E se o trabalhador estiver afastado?
Afastamentos por auxílio-doença, acidente de trabalho ou licença-maternidade suspendem a contagem do período aquisitivo. Após o retorno, a contagem recomeça. As férias não podem coincidir com o afastamento e devem ser remarcadas se houver sobreposição.
Férias nos contratos intermitentes e parciais
No contrato intermitente, o trabalhador é convocado apenas quando há demanda, conforme prevê o artigo 443, parágrafo 3º, da CLT. Ao final de cada prestação de serviço, ele deve receber imediatamente:
- salário
- férias proporcionais com 1/3 constitucional
- 13º salário proporcional
- FGTS.
Esses direitos estão garantidos no artigo 452-A, parágrafo 5º, da CLT.
Além disso, mesmo recebendo as férias de forma proporcional, o trabalhador intermitente tem direito a um período de 30 dias sem ser convocado a cada 12 meses de contrato, para garantir descanso real.

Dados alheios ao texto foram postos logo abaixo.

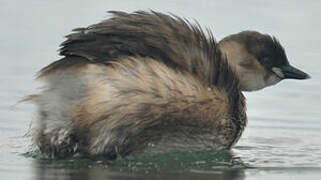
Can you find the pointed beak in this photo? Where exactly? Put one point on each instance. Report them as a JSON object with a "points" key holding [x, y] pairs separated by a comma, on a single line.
{"points": [[290, 72]]}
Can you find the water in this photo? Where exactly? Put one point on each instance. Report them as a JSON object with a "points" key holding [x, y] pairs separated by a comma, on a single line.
{"points": [[281, 141]]}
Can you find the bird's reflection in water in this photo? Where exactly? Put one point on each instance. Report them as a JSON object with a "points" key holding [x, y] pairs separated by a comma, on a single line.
{"points": [[218, 166]]}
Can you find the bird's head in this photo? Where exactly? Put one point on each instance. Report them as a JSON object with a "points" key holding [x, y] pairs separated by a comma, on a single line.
{"points": [[259, 60]]}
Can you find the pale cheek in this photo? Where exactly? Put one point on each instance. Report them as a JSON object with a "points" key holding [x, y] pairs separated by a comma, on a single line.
{"points": [[252, 82]]}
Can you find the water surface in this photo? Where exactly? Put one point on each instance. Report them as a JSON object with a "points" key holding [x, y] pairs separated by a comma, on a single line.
{"points": [[281, 141]]}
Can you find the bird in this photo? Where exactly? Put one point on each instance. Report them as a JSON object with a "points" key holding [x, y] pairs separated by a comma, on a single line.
{"points": [[147, 83]]}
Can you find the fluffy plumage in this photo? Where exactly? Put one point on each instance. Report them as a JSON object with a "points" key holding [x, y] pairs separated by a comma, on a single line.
{"points": [[138, 83]]}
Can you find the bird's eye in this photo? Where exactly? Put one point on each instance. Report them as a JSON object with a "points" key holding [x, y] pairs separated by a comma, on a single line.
{"points": [[265, 60]]}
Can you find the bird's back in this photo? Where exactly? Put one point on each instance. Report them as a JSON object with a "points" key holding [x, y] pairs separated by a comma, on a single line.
{"points": [[138, 83]]}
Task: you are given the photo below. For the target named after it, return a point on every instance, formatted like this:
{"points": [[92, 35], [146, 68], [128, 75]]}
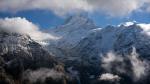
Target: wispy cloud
{"points": [[116, 63], [23, 26], [62, 7]]}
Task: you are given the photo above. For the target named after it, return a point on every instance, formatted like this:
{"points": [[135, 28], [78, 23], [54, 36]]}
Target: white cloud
{"points": [[139, 67], [145, 27], [116, 63], [109, 77], [23, 26], [62, 7], [41, 75]]}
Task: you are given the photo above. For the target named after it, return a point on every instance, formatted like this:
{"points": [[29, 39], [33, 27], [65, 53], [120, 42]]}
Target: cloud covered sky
{"points": [[62, 7], [101, 11]]}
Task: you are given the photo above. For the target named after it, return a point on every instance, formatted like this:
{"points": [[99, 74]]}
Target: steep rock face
{"points": [[71, 33], [86, 54], [16, 47], [21, 57]]}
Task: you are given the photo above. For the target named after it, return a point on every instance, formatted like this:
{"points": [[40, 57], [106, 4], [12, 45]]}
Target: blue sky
{"points": [[47, 19], [51, 14]]}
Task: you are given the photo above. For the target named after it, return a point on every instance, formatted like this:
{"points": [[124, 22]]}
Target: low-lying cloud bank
{"points": [[130, 65], [41, 75], [23, 26], [62, 7]]}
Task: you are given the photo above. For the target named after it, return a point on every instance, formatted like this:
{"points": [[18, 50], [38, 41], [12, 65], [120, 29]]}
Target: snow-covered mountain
{"points": [[24, 61], [83, 45]]}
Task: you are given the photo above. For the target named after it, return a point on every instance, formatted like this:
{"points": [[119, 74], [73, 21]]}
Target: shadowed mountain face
{"points": [[94, 51], [23, 61]]}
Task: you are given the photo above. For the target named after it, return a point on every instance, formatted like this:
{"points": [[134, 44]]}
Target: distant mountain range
{"points": [[83, 54]]}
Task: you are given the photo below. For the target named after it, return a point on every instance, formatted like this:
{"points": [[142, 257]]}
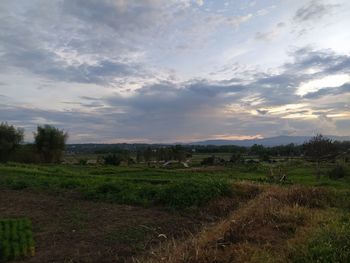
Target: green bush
{"points": [[16, 239]]}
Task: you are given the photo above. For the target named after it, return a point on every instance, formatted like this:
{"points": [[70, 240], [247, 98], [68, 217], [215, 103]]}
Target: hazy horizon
{"points": [[159, 71]]}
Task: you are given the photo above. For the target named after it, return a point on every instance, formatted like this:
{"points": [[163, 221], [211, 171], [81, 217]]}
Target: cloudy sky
{"points": [[167, 71]]}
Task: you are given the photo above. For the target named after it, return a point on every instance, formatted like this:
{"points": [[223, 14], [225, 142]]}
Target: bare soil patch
{"points": [[70, 230]]}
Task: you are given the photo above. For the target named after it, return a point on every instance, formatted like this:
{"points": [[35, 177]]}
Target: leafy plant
{"points": [[16, 239]]}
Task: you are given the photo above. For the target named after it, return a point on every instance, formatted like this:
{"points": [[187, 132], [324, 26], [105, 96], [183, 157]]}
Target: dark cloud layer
{"points": [[126, 47]]}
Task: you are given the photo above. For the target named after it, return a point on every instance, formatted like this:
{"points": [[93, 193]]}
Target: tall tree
{"points": [[10, 138], [50, 143], [319, 149]]}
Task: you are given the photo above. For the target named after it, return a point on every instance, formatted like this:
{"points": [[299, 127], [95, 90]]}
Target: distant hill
{"points": [[273, 141]]}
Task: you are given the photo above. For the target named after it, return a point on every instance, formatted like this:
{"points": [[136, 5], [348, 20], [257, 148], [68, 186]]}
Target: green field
{"points": [[308, 210]]}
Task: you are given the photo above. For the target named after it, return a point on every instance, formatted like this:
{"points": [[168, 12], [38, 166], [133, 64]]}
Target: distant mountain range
{"points": [[273, 141]]}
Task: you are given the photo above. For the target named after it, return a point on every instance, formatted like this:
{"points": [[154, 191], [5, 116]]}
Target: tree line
{"points": [[48, 147]]}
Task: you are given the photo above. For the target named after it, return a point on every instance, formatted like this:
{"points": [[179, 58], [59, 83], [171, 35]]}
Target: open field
{"points": [[199, 214]]}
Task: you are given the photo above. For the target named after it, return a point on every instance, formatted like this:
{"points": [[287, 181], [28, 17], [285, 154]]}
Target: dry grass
{"points": [[257, 232]]}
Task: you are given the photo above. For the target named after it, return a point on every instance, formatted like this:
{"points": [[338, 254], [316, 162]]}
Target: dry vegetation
{"points": [[266, 229]]}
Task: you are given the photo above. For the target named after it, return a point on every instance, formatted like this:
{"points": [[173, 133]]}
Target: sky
{"points": [[158, 71]]}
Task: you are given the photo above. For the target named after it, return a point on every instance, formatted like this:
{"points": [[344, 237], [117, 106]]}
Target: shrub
{"points": [[16, 239]]}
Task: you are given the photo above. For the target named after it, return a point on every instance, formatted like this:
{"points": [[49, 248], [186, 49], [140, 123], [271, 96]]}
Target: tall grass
{"points": [[16, 239]]}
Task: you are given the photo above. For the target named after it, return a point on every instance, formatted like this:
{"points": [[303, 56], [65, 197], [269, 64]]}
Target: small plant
{"points": [[337, 172], [16, 239]]}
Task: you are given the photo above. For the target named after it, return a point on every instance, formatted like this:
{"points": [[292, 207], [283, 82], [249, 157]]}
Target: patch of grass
{"points": [[16, 239], [330, 242]]}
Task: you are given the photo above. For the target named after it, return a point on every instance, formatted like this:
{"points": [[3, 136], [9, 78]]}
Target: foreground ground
{"points": [[139, 214]]}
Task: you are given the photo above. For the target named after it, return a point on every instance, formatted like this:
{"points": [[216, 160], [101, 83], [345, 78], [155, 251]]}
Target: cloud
{"points": [[328, 91], [265, 36], [314, 10]]}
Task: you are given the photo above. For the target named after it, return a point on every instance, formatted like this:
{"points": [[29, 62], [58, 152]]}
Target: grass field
{"points": [[142, 214]]}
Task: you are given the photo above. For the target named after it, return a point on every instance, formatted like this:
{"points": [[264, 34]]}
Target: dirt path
{"points": [[69, 230]]}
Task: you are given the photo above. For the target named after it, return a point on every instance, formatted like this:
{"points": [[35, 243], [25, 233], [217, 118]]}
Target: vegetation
{"points": [[50, 143], [16, 239], [319, 149], [10, 138], [241, 204]]}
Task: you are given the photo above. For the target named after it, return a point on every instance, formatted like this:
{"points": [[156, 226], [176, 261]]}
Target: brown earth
{"points": [[70, 230]]}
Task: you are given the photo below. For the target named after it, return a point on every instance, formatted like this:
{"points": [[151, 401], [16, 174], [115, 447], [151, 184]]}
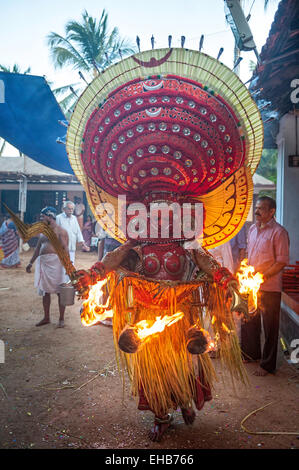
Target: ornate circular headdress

Isso está previsto no artigo 452-E da CLT.
Já no caso do trabalho em regime de tempo parcial, o direito às férias é o mesmo: 30 dias corridos por período aquisitivo, conforme o artigo 58-A, parágrafo 5º, da CLT.
Esse regime se aplica a contratos com até 30 horas semanais, sem possibilidade de horas extras, ou até 26 horas semanais, com até seis horas extras por semana. Cargas horárias acima desses limites não são consideradas jornada parcial pela legislação.
Aviso-prévio e férias não se confundem
A empresa não pode conceder férias durante o aviso-prévio. São institutos com finalidades distintas: enquanto as férias visam ao descanso, o aviso-prévio é um período de transição para o encerramento do contrato.
Faltas interferem nas férias?
Segundo a juíza do trabalho Lisiane Vieira, da Vara do Trabalho de Joaçaba (SC), faltas justificadas como licença médica, falecimento de familiar, casamento ou doação de sangue não reduzem o período de férias, desde que haja comprovação. Contudo, ela alerta que as faltas não justificadas reduzem o número de dias de descanso, conforme o artigo 130 da CLT:
- até 5 faltas: 30 dias
- de 6 a 14 faltas: 24 dias
- de 15 a 23 faltas: 18 dias
- de 24 a 32 faltas: 12 dias
- mais de 32 faltas: perde o direito às férias naquele período
Cuidado com as fake news
Boatos que circulam nas redes sociais de que o direito às férias seria extinto ou reduzido não têm fundamento. “Não existe nenhum projeto de lei em trâmite no Congresso Nacional que vise acabar com o direito de 30 dias de férias”, afirma o juiz Marcelo Segato Morais. “Vale lembrar que o direito às férias é um direito constitucional do trabalhador”.
Direito essencial à dignidade
Mais do que um dispositivo legal, as férias são um instrumento de proteção à saúde e à dignidade de trabalhadoras e trabalhadores. Garantem tempo para descanso, convívio familiar e recuperação física e mental, contribuindo para a produtividade e para a qualidade das relações de trabalho.